Highest Movie Insurance Claim

When Paul Walker was killed in November 2013 in the midst of shooting Fast and Furious 7, it was clear that the actor’s untimely death in an horrific car accident would trigger by far the largest insurance claim in Hollywood’s history.

Having had a major role in the majority of previous films in the series, the loss of Paul Walker meant that the film itself had to undergo major revisions – these included rewrites, a halt on production, a larger investment in special effects, and hiring three new actors to play the part of Walker’s character.  When it came to figure out how they would account for the absence of Walker, the film’s producers and director agreed that they would keep Walker’s character in Fast and Furious 7, considering a substantial number of his scenes had already been filmed.  To do so, they opted to have a computer-generated version of his face superimposed onto other actors.

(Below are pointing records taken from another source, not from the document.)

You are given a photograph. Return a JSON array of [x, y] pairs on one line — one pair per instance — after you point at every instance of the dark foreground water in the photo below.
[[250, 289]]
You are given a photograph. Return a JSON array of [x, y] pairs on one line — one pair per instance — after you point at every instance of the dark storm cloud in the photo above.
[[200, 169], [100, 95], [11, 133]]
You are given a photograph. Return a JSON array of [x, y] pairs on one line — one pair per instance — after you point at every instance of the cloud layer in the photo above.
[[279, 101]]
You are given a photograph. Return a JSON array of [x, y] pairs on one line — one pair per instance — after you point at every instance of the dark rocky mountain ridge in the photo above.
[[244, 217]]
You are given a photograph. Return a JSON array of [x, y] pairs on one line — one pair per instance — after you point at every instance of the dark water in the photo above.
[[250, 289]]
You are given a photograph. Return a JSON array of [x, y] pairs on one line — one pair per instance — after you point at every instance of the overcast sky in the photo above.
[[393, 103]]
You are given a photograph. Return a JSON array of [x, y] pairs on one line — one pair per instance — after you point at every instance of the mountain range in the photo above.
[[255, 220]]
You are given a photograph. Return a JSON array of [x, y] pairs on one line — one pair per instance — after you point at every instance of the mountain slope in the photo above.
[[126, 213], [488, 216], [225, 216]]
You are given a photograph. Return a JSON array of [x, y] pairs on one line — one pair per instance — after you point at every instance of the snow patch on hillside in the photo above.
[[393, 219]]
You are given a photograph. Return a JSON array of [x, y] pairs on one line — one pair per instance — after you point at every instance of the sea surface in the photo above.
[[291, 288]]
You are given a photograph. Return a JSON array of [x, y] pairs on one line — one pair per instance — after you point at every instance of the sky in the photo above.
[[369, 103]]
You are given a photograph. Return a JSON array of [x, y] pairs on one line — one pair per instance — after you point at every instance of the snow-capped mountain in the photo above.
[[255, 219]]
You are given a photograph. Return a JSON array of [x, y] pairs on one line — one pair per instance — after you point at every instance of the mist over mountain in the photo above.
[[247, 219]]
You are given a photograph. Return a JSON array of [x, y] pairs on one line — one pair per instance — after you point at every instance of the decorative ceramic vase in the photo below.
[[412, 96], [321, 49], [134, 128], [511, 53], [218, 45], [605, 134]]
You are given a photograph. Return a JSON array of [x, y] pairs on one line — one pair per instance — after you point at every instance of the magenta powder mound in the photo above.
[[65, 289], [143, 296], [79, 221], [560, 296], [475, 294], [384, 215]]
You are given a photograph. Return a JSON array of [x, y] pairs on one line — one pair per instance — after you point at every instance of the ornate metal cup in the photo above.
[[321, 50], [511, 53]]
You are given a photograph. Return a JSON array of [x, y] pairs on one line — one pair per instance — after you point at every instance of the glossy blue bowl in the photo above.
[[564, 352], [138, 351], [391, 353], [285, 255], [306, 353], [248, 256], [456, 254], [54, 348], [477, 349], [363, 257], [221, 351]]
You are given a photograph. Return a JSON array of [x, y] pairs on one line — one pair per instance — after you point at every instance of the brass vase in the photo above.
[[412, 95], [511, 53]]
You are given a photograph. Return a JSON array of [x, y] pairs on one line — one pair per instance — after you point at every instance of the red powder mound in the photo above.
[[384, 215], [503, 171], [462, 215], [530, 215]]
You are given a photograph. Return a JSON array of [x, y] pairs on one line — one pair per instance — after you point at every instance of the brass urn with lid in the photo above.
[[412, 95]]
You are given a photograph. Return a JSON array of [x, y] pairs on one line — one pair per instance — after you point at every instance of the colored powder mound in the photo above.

In total, three people took turns in handling Walker’s role, two of which are actually Paul’s brothers and another one being an actor of similar height and physique.  The employment of three individuals to cover the role of one person, as well as the associated cost for creating a believable CG version of Walker’s face all added to production costs.

In addition to this, the amount of time that was spent halting production while figuring out how to handle the film without Walker added around $1 million a week to the production costs.  Between the new actors, the CG, delays and other associated costs, increased the film’s budget by 25% from its original $200 million to $250 million.  Because this additional $50 million has been the result of an unforeseen tragedy, the studio is looking to claim it on insurance.

While the claim is yet to be officially paid, its more likely than not that it will be.  If so, the $50 million claim will prove to be the biggest approved insurance claim in Hollywood history.  While it may prove to be a lot of money in terms of Hollywood payouts, it could have been much bigger.  If the studio had chosen to completely rewrite the film and remove Walker’s character from it entirely, then the additional production costs could have amounted to the same costs of the original budget.

In the past, the passing of Hollywood stars have required sudden changes to film production.  The next instalment in The Hunger Games film series will also see some changes as a result of Philip Seymour Hoffman’s passing. While it was suggested that a computer-generated version of Hoffman’s character would be used to fill in any remaining scenes, the film’s director has stated otherwise.  Instead, he noted that already-available footage of Hoffman will be used where necessary.